Google Analytics is a great tool for keeping track of website traffic to see the effectiveness of your online marketing campaigns. However, Google’s built-in tools aren’t always the best for visualizing and analyzing the data that it collects. Therefore, it is best to extract that data and load it into Tableau to get the most worth out of Google Analytics’ website data.
Thanks to Google’s Analytics Core Reporting API, you can get access to that data directly. I found a great program put out by Keplar, called “Google-Analytics-export-to-CSV” which does exactly that, (you can download it here). It does require Java Runtime Environment, so make sure you have it installed before you try to use it.
The program comes zipped together, so extract the files to the directory of your choice. Once in that directory, you’ll notice that it comes with a readme as well as a PDF file explaining how to use the program (which I thought was rather well done) Also, you’ll see two folders: recipes and output. Recipes contains .xml files that lay down all the necessary information for the data pull-down (login information and the metrics/dimensions you want) These are predefined templates designed by Keplar; you can adjust them to suit your own needs. Or you can use the file called “query template” which leaves all the fields blank. Here’s the visitors-by-page.xml file (open this in the text editor of your choice):
If you read through each of these tags, you’ll see some that stand out:
-tableId: this is the Google Analytics number given to each of the sites that you have tied to your account. The best way to obtain that information is to use Google’s Data Feed Query Explorer. The first field, ids, is where you’ll find what goes in this field.
Pick whichever website you want to analyze and type in that code between those tags.
dimensions: these are the qualities by which you’ll filter your data
metrics: these are your measures with which you can perform calculations
You can see a list of all dimensions and metrics GA has to offer here.
start-date and end-date: naturally, these are the boundaries over which you’ll pull your data. Note that both are in year-month-day (YMD) format.
userName: put in the account name associated with your GA account
password: naturally, your password for your GA account
When you’ve put in all the fields, you are ready to run the program itself. The actual java program is the file called ga2csv.0.1.jar (.jar stands for JAVA archive) The program is designed to run on a command line, so we’ll be using PowerShell for that. You can access PowerShell by typing powershell.exe in the run window (for a great PowerShell cmd line primer, check this site out)
Navigate to the directory where you downloaded the program. It might resemble something like this:
Now, to actually run the JAVA program, you will enter a command that fits this form:
java -jar ga2csv.0.1.jar [yourqueryname.xml] [youroutputname.csv]
Obviously, you’ll replace yourqueryname.xml with the actual name of your query; the same goes for youroutputname.csv. You can also put in a location relative to the program’s directory as well.

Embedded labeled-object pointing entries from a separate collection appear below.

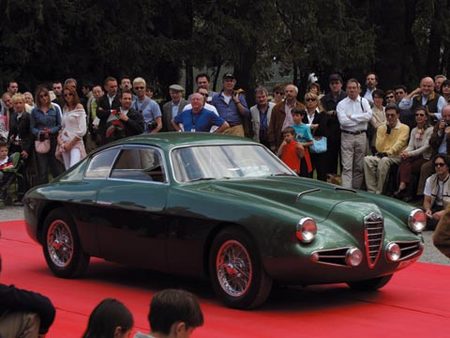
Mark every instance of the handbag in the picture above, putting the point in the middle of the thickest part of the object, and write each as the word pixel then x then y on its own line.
pixel 319 145
pixel 42 147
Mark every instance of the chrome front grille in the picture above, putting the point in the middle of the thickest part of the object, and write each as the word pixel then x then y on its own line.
pixel 373 237
pixel 331 256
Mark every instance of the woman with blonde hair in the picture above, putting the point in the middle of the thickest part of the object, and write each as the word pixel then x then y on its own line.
pixel 416 153
pixel 316 120
pixel 70 140
pixel 45 124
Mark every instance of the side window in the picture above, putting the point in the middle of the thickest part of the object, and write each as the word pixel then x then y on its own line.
pixel 100 165
pixel 142 164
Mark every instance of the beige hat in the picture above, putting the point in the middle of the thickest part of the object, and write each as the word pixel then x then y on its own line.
pixel 177 88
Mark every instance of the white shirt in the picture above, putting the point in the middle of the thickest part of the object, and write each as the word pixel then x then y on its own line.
pixel 207 107
pixel 406 104
pixel 368 95
pixel 353 115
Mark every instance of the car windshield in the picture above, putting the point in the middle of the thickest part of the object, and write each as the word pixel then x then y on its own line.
pixel 225 162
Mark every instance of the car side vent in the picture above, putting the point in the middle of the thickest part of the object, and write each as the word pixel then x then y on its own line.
pixel 409 249
pixel 334 257
pixel 373 237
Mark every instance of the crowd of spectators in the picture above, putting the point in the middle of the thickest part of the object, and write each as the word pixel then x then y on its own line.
pixel 383 141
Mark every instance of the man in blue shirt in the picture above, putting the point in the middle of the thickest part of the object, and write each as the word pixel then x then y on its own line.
pixel 198 118
pixel 231 106
pixel 147 107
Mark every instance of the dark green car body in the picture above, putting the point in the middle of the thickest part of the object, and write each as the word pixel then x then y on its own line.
pixel 170 225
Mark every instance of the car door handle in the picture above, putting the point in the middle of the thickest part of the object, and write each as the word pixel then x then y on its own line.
pixel 104 202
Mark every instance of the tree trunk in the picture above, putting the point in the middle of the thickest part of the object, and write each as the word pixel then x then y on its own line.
pixel 434 48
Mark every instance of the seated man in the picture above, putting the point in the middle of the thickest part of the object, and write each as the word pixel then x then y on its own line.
pixel 437 190
pixel 173 313
pixel 124 122
pixel 391 140
pixel 198 119
pixel 24 313
pixel 5 163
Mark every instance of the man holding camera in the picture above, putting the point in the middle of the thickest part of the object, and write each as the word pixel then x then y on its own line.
pixel 439 144
pixel 232 106
pixel 105 104
pixel 391 140
pixel 147 107
pixel 198 119
pixel 125 121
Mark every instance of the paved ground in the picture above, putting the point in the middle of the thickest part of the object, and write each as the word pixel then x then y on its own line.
pixel 431 254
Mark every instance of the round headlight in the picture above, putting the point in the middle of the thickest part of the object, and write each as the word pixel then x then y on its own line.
pixel 417 220
pixel 393 252
pixel 353 257
pixel 306 230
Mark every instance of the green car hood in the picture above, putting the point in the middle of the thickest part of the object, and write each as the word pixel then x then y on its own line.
pixel 293 193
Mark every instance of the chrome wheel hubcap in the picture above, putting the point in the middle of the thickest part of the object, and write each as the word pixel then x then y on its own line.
pixel 234 268
pixel 60 243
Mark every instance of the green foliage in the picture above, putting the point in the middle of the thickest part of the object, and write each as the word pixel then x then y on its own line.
pixel 41 40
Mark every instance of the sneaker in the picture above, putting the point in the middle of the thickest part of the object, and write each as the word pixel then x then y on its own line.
pixel 17 203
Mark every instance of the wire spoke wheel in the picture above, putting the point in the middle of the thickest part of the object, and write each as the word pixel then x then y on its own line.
pixel 61 245
pixel 234 268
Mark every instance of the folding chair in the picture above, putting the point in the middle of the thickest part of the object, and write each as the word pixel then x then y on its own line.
pixel 11 176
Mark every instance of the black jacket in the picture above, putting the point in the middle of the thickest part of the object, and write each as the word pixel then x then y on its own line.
pixel 20 128
pixel 17 300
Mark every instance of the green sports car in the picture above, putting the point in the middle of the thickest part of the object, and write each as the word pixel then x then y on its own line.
pixel 207 205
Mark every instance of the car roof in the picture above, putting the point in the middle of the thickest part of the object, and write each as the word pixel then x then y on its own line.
pixel 168 140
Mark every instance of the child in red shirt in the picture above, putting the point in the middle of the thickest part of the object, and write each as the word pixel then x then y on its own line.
pixel 290 150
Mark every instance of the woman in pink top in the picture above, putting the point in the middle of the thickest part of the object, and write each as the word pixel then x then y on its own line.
pixel 70 140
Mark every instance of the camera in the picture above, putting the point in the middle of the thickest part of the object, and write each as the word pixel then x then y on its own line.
pixel 152 125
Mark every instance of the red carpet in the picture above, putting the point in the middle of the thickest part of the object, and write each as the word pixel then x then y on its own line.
pixel 416 303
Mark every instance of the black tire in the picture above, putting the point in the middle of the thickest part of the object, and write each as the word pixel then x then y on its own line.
pixel 370 284
pixel 61 245
pixel 234 287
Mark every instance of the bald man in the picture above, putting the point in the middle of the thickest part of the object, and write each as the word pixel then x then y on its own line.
pixel 282 116
pixel 424 96
pixel 198 119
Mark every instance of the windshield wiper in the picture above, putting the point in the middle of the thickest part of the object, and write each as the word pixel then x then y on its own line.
pixel 202 179
pixel 282 174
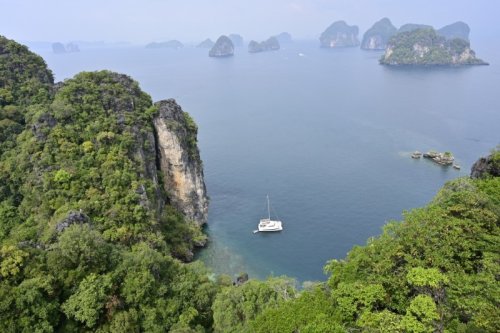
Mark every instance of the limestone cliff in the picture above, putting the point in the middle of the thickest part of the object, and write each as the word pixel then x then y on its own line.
pixel 340 34
pixel 378 35
pixel 223 47
pixel 424 47
pixel 486 166
pixel 179 161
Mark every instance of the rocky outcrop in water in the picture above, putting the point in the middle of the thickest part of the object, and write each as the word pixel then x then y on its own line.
pixel 68 48
pixel 424 47
pixel 223 48
pixel 486 166
pixel 339 34
pixel 171 44
pixel 206 44
pixel 179 160
pixel 455 30
pixel 378 35
pixel 270 44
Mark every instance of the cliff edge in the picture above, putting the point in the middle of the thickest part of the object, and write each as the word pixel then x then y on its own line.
pixel 179 161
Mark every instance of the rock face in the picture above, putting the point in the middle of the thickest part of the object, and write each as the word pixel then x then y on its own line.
pixel 486 166
pixel 284 38
pixel 180 162
pixel 223 48
pixel 455 30
pixel 236 39
pixel 206 44
pixel 424 47
pixel 378 35
pixel 171 44
pixel 271 44
pixel 339 34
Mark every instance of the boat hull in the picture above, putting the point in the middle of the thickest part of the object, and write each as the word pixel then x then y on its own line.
pixel 270 226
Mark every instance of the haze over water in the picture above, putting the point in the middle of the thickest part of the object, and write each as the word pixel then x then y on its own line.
pixel 326 133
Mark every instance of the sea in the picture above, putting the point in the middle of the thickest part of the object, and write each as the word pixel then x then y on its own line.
pixel 326 133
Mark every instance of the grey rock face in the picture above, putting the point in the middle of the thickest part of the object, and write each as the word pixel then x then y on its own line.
pixel 485 166
pixel 340 34
pixel 180 161
pixel 378 35
pixel 223 48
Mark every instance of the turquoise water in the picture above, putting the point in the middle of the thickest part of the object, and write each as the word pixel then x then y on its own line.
pixel 326 133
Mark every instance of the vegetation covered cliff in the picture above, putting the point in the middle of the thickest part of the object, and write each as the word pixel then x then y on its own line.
pixel 424 47
pixel 88 235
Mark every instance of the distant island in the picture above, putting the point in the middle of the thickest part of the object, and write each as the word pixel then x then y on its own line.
pixel 284 38
pixel 271 44
pixel 68 48
pixel 425 47
pixel 413 26
pixel 207 44
pixel 171 44
pixel 223 47
pixel 378 35
pixel 455 30
pixel 236 39
pixel 339 34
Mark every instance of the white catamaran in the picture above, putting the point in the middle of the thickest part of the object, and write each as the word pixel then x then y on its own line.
pixel 268 224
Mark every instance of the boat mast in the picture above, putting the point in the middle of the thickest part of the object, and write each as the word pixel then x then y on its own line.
pixel 268 209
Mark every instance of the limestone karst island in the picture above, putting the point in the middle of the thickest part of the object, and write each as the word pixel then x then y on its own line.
pixel 158 174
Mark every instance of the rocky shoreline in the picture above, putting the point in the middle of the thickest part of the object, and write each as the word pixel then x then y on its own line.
pixel 443 159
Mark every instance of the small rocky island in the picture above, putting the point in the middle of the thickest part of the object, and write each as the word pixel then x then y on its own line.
pixel 171 44
pixel 340 34
pixel 413 26
pixel 425 47
pixel 444 159
pixel 378 35
pixel 68 48
pixel 223 47
pixel 271 44
pixel 206 44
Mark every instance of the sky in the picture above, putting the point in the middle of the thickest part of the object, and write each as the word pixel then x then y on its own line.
pixel 145 21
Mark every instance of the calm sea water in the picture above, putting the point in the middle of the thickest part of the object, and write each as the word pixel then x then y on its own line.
pixel 326 133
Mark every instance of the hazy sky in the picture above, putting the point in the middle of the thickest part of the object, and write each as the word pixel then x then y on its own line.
pixel 193 20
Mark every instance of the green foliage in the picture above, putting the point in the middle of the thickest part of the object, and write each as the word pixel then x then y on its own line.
pixel 87 303
pixel 236 306
pixel 424 46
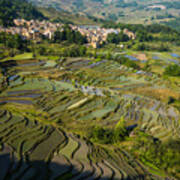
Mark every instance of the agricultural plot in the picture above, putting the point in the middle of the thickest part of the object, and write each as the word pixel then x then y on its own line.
pixel 44 105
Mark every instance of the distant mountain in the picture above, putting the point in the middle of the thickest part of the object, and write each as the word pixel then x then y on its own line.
pixel 11 9
pixel 131 11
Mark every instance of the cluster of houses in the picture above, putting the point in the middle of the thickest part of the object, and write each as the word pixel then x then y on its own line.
pixel 36 30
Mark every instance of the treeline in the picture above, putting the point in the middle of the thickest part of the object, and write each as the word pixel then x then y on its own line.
pixel 149 33
pixel 13 9
pixel 66 51
pixel 117 38
pixel 13 41
pixel 69 35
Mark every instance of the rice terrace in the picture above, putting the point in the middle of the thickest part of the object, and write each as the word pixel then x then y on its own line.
pixel 86 96
pixel 46 106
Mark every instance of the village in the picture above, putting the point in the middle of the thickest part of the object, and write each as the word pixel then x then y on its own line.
pixel 37 30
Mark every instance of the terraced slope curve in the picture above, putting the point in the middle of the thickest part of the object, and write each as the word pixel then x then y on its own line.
pixel 43 105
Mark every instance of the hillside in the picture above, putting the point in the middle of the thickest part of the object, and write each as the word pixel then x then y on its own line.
pixel 119 10
pixel 15 9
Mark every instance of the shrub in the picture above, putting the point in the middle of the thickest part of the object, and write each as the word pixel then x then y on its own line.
pixel 172 70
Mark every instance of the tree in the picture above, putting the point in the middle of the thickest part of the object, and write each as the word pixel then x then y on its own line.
pixel 172 70
pixel 120 131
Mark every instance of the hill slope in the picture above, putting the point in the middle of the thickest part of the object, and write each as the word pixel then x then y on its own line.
pixel 124 10
pixel 10 10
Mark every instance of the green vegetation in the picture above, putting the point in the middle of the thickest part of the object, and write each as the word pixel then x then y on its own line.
pixel 117 38
pixel 161 155
pixel 15 9
pixel 172 70
pixel 109 136
pixel 69 35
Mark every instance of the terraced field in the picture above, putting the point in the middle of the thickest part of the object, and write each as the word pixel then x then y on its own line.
pixel 47 108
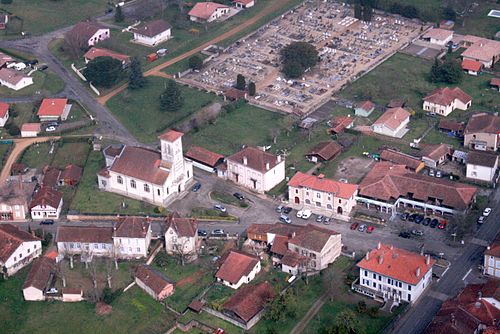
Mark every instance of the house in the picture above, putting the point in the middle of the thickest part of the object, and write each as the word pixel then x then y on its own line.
pixel 237 268
pixel 15 80
pixel 17 249
pixel 339 123
pixel 324 151
pixel 392 123
pixel 54 110
pixel 89 32
pixel 4 113
pixel 153 282
pixel 46 203
pixel 481 132
pixel 483 50
pixel 389 273
pixel 413 164
pixel 246 306
pixel 388 187
pixel 435 155
pixel 322 195
pixel 39 278
pixel 476 309
pixel 471 67
pixel 207 11
pixel 491 264
pixel 14 200
pixel 95 52
pixel 204 159
pixel 181 237
pixel 255 169
pixel 443 101
pixel 438 36
pixel 152 33
pixel 482 166
pixel 451 127
pixel 30 129
pixel 148 175
pixel 71 175
pixel 244 4
pixel 364 109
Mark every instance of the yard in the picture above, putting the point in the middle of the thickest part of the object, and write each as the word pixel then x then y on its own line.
pixel 140 112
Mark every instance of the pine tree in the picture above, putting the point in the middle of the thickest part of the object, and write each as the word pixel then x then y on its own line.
pixel 136 79
pixel 171 99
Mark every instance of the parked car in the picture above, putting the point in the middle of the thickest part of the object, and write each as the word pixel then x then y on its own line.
pixel 239 196
pixel 220 208
pixel 285 219
pixel 196 187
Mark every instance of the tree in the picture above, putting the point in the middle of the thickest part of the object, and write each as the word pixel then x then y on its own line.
pixel 136 78
pixel 195 63
pixel 119 16
pixel 103 71
pixel 171 99
pixel 252 89
pixel 240 82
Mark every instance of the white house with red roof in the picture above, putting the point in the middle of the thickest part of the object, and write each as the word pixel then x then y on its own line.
pixel 4 113
pixel 388 273
pixel 148 175
pixel 322 195
pixel 208 11
pixel 54 110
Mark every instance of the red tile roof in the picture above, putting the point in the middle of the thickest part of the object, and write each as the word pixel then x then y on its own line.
pixel 256 159
pixel 339 189
pixel 52 107
pixel 397 263
pixel 204 156
pixel 388 182
pixel 11 238
pixel 249 300
pixel 235 265
pixel 445 96
pixel 393 118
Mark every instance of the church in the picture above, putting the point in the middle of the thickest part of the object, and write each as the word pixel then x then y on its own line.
pixel 147 175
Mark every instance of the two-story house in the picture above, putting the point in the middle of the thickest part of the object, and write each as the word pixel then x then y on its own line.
pixel 255 169
pixel 389 273
pixel 17 249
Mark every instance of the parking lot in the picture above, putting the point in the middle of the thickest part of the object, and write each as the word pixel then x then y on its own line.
pixel 346 47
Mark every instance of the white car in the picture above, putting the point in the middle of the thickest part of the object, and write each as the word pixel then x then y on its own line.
pixel 306 214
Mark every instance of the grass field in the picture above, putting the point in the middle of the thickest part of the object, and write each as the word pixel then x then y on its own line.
pixel 140 112
pixel 39 19
pixel 133 312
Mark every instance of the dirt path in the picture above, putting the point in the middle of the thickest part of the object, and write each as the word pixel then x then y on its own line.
pixel 19 146
pixel 157 69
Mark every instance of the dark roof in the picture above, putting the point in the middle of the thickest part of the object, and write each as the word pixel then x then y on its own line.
pixel 152 28
pixel 249 300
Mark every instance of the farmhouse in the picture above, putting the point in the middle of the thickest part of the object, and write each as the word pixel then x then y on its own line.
pixel 152 33
pixel 147 175
pixel 389 273
pixel 17 248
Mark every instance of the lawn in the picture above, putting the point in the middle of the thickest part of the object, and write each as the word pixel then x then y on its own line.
pixel 88 199
pixel 39 19
pixel 133 312
pixel 139 110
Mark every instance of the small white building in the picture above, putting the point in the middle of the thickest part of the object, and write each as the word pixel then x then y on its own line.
pixel 255 169
pixel 392 274
pixel 237 268
pixel 482 166
pixel 152 33
pixel 17 249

Here’s a more specific example:
java -jar ga2csv.0.1.jar recipes/visitors-by-page.xml output/visitors-by-page-output.csv
Assuming you’ve configured visitors-by-page.xml correctly, this will pull all the data down into a .csv located in the output directory. Now you have a .csv that you can pull into Tableau and do some serious data analysis.
***Two important caveats***
1) If you rerun this, you’ll have to delete the preexisting .csv or pick a new name because the program cannot overwrite the preexisting file.
2) You may find yourself with a screen that looks not unlike this:
This is due to a heap error; the program is trying to pull so much data down that it doesn’t have the memory to handle it and crashes based on its current configuration. To get around this problem, increase the max heap size by altering the command to look something like this:
java -Xmx1g -jar ga2csv.0.1.jar recipes/visitors-by-page.xml output/visitors-by-page-output.csv
That extra parameter, -Xmx1g, tells the program to use 1 GB of RAM to get the job done, as opposed to its default 128 MB. Another way you can encourage faster performance is also run the program multiple times over smaller time intervals. I had to do that because I was pulling ~20k rows for each month. Running as a single pull overwhelmed the program, even when I bumped up to 1 GB max heap.
This is a great tool for Google Analytics users, and Keplar is awesome for making the tool publicly available. Data nerds and web marketing analysts: rejoice. You can bring GA data into Tableau now. My heart is smiling; how about yours?